First-Principles Constitutive Equation for Suspension Rheology

Using mode-coupling theory, we derive a constitutive equation for the nonlinear rheology of dense colloidal suspensions under arbitrary time-dependent homogeneous flow. Generalizing previous results for simple shear, this allows the full tensorial structure of the theory to be identified. Macroscopic deformation measures, such as the Cauchy-Green tensors, thereby emerge.

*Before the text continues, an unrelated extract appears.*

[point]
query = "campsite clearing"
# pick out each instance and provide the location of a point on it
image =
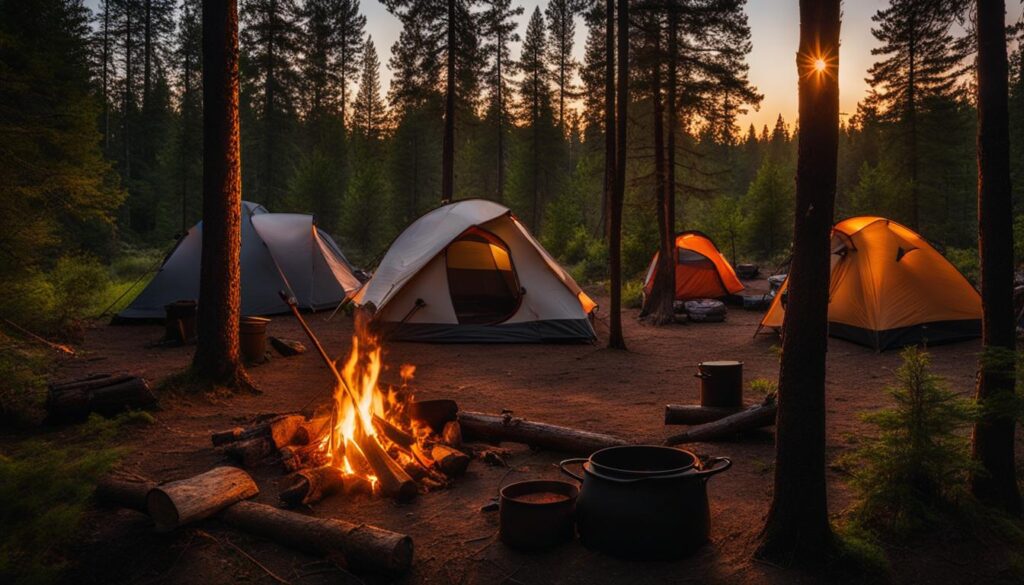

So does a direct relation between the stress and the distorted microstructure, illuminating the interplay of slow structural relaxation and arbitrary imposed flow. We present flow curves for steady planar and uniaxial elongation and compare these to simple shear. The resulting nonlinear Trouton ratios point to a tensorially nontrivial dynamic yield condition for colloidal glasses.

Figure 1

Steady state stress $\sigma ={\sigma }_{xy}$ under shear (full lines, ${\kappa }_{ij}=\dot{\gamma }{\delta }_{xi}{\delta }_{yj}$) and stress difference $\sigma ={\sigma }_{xx}-{\sigma }_{yy}$ under planar elongation [broken lines, ${\kappa }_{ij}=\dot{\gamma }({\delta }_{xi}{\delta }_{xj}-{\delta }_{yi}{\delta }_{yj})$] as a function of ${\mathrm{Pe}}_0=\dot{\gamma }{d}^2/D_0$, where $d$ is the sphere diameter. Each curve is labeled according to the distance from the glass transition $\varphi -{\varphi }_c$, (a) $-{10}^{-4}$, (b) $-{10}^{-3}$, and (c) ${10}^{-4}$. The inset shows a possible realization of planar elongational flow. The lower left panel shows the Trouton ratio for such flow while the lower right panel shows the ratio for uniaxial elongation [${\kappa }_{ij}=\dot{\gamma }({\delta }_{xi}{\delta }_{xj}-{\delta }_{yi}{\delta }_{yj}/2-{\delta }_{zi}{\delta }_{zj}/2)$].